一緒に買い物なんて、そんなこと、ダメ。何がダメかはよく分かんないけどダメ。とにかくダメなの。
カイルさんとそんなに仲良くなるわけにはいかないんだから。
「ティアを俺が助けたせいで、恨まれることもあるだろ」
眉毛がへにょりと下がる。こ、断られたせいで落ち込んでる!? でも!
「今日は人が少ない日に出てしまったので。人が多い時なら知り合いもいますし、人目も多いです。だから」
「いいから。俺がそうしたいんだ。わがままを聞いてくれないか?」
言葉を遮られて動揺する。わがまま? 騎士としての義務感じゃないの?
口をはくはくと動かしていると、カイルさんが畳み掛けるように言った。
「俺が安心するためだと思って、許してくれないか? な?」
思わず頷く。
魔女との関わりなんて、カイルさんにはきっと邪魔になってしまうのにと、理性は告げる。
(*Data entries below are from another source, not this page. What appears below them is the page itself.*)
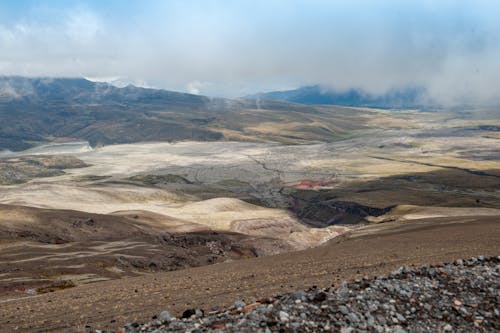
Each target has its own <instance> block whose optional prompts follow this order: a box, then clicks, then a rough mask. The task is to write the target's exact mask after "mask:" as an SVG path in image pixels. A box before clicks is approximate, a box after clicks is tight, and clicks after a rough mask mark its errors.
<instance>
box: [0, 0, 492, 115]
mask: <svg viewBox="0 0 500 333" xmlns="http://www.w3.org/2000/svg"><path fill="white" fill-rule="evenodd" d="M122 3H123V4H124V5H123V6H119V4H122ZM47 4H48V3H47ZM70 4H71V5H68V6H67V7H65V8H48V7H40V5H39V4H38V5H37V6H38V7H34V6H32V7H31V10H28V11H25V12H19V11H17V12H15V13H14V14H15V15H11V16H12V18H10V19H9V20H8V21H7V22H5V23H0V50H1V53H0V74H4V75H12V74H16V75H26V76H85V77H113V78H121V79H120V82H130V83H139V84H144V85H150V86H155V87H161V88H166V89H175V90H183V91H189V92H193V93H200V94H208V95H218V96H242V95H246V94H250V93H254V92H257V91H266V90H274V89H287V88H293V87H297V86H300V85H308V84H321V85H323V86H324V87H325V88H326V89H335V90H347V89H350V88H358V89H363V90H364V91H366V92H367V93H370V94H379V93H384V92H386V91H388V90H390V89H394V88H396V89H397V88H401V87H406V86H418V87H424V88H426V90H427V91H428V94H429V96H428V97H429V98H430V99H433V100H436V101H439V102H440V103H443V104H446V105H459V104H463V103H476V104H499V103H500V94H499V93H498V92H499V88H498V87H500V22H499V21H498V19H497V13H499V12H500V5H498V4H497V3H496V2H494V1H439V2H436V1H404V2H403V1H388V0H386V1H379V2H373V1H336V2H333V1H321V0H311V1H305V0H304V1H273V0H270V1H248V2H245V1H241V2H240V1H238V2H234V1H217V2H215V1H190V2H185V1H148V2H146V3H144V4H142V5H139V3H137V2H128V3H126V2H117V3H116V8H113V7H110V6H109V5H108V6H106V7H102V6H100V5H99V2H95V3H93V2H90V4H88V5H82V4H80V3H78V1H73V2H70ZM127 5H128V7H124V6H127ZM3 6H5V5H0V9H1V8H2V7H3ZM5 10H7V9H5Z"/></svg>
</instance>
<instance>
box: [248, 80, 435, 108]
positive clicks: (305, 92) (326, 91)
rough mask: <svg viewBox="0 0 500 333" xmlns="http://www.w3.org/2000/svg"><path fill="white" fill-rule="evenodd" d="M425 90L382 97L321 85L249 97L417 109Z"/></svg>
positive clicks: (380, 107)
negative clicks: (344, 90) (333, 87)
mask: <svg viewBox="0 0 500 333" xmlns="http://www.w3.org/2000/svg"><path fill="white" fill-rule="evenodd" d="M424 95H425V90H424V89H422V88H406V89H400V90H391V91H389V92H387V93H385V94H382V95H371V94H367V93H365V92H363V91H362V90H359V89H350V90H347V91H343V92H335V91H331V90H325V89H323V88H322V87H321V86H319V85H315V86H307V87H302V88H298V89H294V90H285V91H272V92H267V93H258V94H255V95H250V96H247V97H249V98H262V99H272V100H278V101H285V102H291V103H300V104H308V105H343V106H367V107H378V108H388V109H395V108H415V107H420V106H422V101H423V98H424Z"/></svg>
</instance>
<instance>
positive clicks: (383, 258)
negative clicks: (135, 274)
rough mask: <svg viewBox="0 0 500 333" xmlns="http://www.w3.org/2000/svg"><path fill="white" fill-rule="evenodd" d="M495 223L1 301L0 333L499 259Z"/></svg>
mask: <svg viewBox="0 0 500 333" xmlns="http://www.w3.org/2000/svg"><path fill="white" fill-rule="evenodd" d="M499 222H500V217H491V216H488V217H462V218H460V217H458V218H457V217H454V218H433V219H422V220H415V221H411V222H406V223H385V224H377V225H373V226H368V227H365V228H361V229H358V230H356V231H353V232H351V233H349V234H346V235H344V236H340V237H338V238H336V239H334V240H332V241H330V242H329V243H327V244H325V245H324V246H320V247H318V248H314V249H310V250H306V251H301V252H292V253H287V254H281V255H276V256H269V257H262V258H254V259H248V260H239V261H234V262H229V263H222V264H216V265H211V266H205V267H199V268H190V269H185V270H180V271H175V272H166V273H156V274H149V275H145V276H140V277H134V278H126V279H121V280H114V281H104V282H97V283H93V284H87V285H82V286H78V287H75V288H71V289H66V290H61V291H57V292H53V293H47V294H43V295H38V296H34V297H29V298H24V299H16V300H8V299H3V300H0V302H1V303H0V304H1V306H0V331H2V332H11V331H14V329H17V330H16V331H17V332H47V331H59V332H69V331H71V332H88V331H92V329H94V330H95V329H96V328H100V329H109V328H111V329H116V328H117V327H118V326H120V325H122V324H124V323H125V322H133V321H138V322H142V321H146V320H149V319H150V318H151V316H153V315H155V314H158V313H159V312H160V311H162V310H165V309H168V310H170V311H174V312H175V313H177V314H178V313H179V312H180V311H182V310H184V309H186V308H202V309H205V310H210V309H211V308H212V307H213V306H224V305H228V304H231V303H232V302H234V301H235V300H238V299H245V300H250V299H252V298H260V297H265V296H270V295H273V294H276V293H280V292H287V291H292V290H297V289H302V288H306V287H310V286H312V285H317V286H329V285H331V284H338V283H339V282H340V281H341V280H344V279H352V278H356V277H360V276H364V275H376V274H383V273H388V272H389V271H391V270H393V269H395V268H397V267H399V266H402V265H421V264H429V263H438V262H443V261H451V260H455V259H458V258H464V257H471V256H477V255H480V254H482V255H498V254H500V243H499V242H498V239H500V223H499Z"/></svg>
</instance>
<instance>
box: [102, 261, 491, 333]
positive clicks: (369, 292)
mask: <svg viewBox="0 0 500 333" xmlns="http://www.w3.org/2000/svg"><path fill="white" fill-rule="evenodd" d="M499 288H500V256H497V257H484V256H479V257H477V258H470V259H466V260H461V259H459V260H457V261H455V262H453V263H445V264H441V265H434V266H421V267H418V268H414V267H401V268H400V269H398V270H396V271H394V272H392V273H391V274H389V275H388V276H376V277H374V278H370V279H369V278H363V279H357V280H355V281H354V282H350V283H347V282H343V283H342V284H341V285H340V286H336V287H331V288H327V289H320V288H316V287H314V286H313V287H312V288H310V289H308V290H306V291H296V292H294V293H290V294H283V295H280V296H276V297H271V298H266V299H261V300H259V301H253V302H250V303H249V304H246V303H245V302H243V301H237V302H235V303H234V305H233V306H232V307H230V308H227V309H224V310H220V311H217V309H215V308H214V310H215V311H213V312H210V313H207V314H205V313H204V312H203V311H202V310H196V309H187V310H186V311H184V313H183V314H182V318H178V319H177V318H175V317H174V316H173V315H172V314H170V313H169V312H168V311H164V312H161V313H160V314H159V315H158V316H155V317H154V318H153V321H152V322H150V323H148V324H138V323H129V324H126V325H125V326H124V327H123V328H120V329H118V332H126V333H136V332H155V333H160V332H172V331H174V332H339V331H340V332H398V333H402V332H471V331H477V332H493V331H498V330H500V308H499V304H500V292H499ZM96 332H100V331H99V330H97V331H96Z"/></svg>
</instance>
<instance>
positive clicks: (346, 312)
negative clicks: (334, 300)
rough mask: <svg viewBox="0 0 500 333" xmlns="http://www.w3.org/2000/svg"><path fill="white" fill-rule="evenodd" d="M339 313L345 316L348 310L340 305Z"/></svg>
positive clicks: (347, 308)
mask: <svg viewBox="0 0 500 333" xmlns="http://www.w3.org/2000/svg"><path fill="white" fill-rule="evenodd" d="M339 311H340V312H341V313H342V314H343V315H347V314H348V313H349V309H348V308H347V307H346V306H344V305H341V306H339Z"/></svg>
カイルさんとの関係性を失いたくないと、あと一回くらい良いじゃないかと、心がささやく。
「よし! 一週間後の今日、ここまで迎えに来る。予定は大丈夫か?」
「はい」
「決まりだな。じゃ、ティア。また来週!」
カイルさんは陽気に手を振って去っていった。
上着とカバンを洗う気にもならず、呆然としたまま店内に戻って座り込む。
緩みそうな唇を噛み締める。喜びが体の奥から湧き上がってきて、もだえそうだ。
また会える。その事実が嬉しい。
目を瞑って言い聞かせる。
「来週が最後。来週が最後。これが最後だから」
喜びと切なさが入り混じる。こんな感情は初めてだ。持て余しそうなその感情に名前は付けたくないのに、私はもうその名を知ってしまっている。
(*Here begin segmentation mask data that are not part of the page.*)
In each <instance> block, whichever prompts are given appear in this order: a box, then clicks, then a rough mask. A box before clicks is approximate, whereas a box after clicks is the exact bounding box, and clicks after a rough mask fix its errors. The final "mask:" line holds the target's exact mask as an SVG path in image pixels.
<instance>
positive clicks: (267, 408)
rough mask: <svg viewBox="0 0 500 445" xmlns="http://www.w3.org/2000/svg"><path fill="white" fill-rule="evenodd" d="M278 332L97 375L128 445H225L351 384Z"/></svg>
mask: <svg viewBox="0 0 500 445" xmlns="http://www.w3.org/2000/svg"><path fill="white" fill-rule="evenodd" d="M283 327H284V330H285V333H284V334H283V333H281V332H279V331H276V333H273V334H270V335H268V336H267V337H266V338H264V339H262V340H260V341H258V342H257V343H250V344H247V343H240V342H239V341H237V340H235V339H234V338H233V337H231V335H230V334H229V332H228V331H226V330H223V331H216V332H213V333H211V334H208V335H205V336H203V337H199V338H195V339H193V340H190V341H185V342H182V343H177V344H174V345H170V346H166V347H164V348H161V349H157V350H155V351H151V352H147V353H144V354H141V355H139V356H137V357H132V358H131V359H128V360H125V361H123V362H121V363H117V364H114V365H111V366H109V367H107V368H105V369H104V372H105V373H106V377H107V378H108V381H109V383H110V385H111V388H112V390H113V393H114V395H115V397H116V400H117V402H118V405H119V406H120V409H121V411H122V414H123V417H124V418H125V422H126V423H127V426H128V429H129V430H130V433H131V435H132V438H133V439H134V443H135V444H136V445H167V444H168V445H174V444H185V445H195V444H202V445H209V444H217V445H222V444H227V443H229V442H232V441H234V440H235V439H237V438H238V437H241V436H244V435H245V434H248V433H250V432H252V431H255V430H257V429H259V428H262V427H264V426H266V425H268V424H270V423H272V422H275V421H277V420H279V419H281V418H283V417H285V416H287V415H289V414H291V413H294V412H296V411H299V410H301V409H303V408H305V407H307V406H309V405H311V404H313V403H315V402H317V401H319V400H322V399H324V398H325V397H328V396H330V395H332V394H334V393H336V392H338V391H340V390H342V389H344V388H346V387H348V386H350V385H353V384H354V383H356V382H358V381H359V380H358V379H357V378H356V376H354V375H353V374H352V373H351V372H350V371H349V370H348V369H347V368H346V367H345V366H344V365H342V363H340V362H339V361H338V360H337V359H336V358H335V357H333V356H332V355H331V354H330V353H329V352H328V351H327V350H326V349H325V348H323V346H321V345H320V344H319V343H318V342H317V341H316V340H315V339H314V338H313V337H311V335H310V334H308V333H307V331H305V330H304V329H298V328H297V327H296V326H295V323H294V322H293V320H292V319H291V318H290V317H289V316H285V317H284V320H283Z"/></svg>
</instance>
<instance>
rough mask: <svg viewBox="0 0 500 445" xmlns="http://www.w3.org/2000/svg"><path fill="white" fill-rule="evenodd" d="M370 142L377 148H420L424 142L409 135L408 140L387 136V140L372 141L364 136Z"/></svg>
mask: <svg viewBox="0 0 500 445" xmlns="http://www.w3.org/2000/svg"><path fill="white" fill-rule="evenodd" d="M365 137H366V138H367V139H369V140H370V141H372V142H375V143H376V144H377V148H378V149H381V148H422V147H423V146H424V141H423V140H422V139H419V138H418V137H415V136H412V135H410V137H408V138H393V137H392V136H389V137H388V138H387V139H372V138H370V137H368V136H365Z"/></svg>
たった一日、ほんの少しその優しさに触れただけなのに。
その時は一瞬なのね。
カイルさんに迷惑なこの感情の葬り方は分かってる。きっと消してしまうべき。でもどうせ消すなら、来週会ってからでも間に合わないかな。
自分勝手な私を許してください。
抑えきれない感情が、目からこぼれ落ちる。
父も母も、祖父も祖母も。
どうやって相手の人と出会ったの?
特に祖母は、私と同じ魔女だったのに。
私が魔女じゃなかったら……。
涙を乱暴に手でぬぐった。
そんなことを考えても、私が魔女である事実は変わらない。私の魔法を必要としてくれる人も多いんだから。
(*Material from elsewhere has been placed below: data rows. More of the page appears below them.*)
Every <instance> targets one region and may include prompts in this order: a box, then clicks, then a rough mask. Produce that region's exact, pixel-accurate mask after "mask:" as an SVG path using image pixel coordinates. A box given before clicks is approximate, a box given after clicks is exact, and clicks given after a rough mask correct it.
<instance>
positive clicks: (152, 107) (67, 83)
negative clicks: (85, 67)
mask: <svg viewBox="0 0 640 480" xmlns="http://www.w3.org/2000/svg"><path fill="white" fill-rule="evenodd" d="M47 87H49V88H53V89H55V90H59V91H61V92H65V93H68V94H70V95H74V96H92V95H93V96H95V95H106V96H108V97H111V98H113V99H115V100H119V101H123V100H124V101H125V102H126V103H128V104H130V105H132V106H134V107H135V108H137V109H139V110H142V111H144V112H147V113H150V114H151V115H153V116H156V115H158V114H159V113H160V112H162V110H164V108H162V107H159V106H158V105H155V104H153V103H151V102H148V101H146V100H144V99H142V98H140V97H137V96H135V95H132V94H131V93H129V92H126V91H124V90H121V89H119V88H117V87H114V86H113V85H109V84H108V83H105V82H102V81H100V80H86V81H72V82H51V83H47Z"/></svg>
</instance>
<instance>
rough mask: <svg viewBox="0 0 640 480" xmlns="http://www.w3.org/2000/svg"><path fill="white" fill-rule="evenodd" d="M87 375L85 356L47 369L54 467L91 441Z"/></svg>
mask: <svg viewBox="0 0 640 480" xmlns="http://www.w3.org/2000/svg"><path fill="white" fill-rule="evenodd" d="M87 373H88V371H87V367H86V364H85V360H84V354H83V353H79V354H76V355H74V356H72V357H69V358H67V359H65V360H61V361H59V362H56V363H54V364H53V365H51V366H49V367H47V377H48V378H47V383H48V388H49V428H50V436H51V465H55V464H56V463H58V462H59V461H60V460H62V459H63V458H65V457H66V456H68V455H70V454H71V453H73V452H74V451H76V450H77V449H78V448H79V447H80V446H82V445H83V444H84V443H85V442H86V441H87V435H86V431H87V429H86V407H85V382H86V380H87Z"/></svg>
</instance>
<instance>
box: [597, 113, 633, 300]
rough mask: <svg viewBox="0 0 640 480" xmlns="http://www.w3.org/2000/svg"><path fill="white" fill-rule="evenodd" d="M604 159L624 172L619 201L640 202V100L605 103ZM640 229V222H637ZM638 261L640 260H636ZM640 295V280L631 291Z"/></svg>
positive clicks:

ともかく、カイルさんに恩を仇で返すわけにはいかない。
ティアと呼ばれるあたたかさを思い出してしまったから、失うのは悲しいから、思い出だけほしい。思い出があればきっと頑張れる。
「最後。最後よ」
呪文のようにその単語を繰り返し口にする。たとえまた会いたいと思ってしまっても、諦められるように。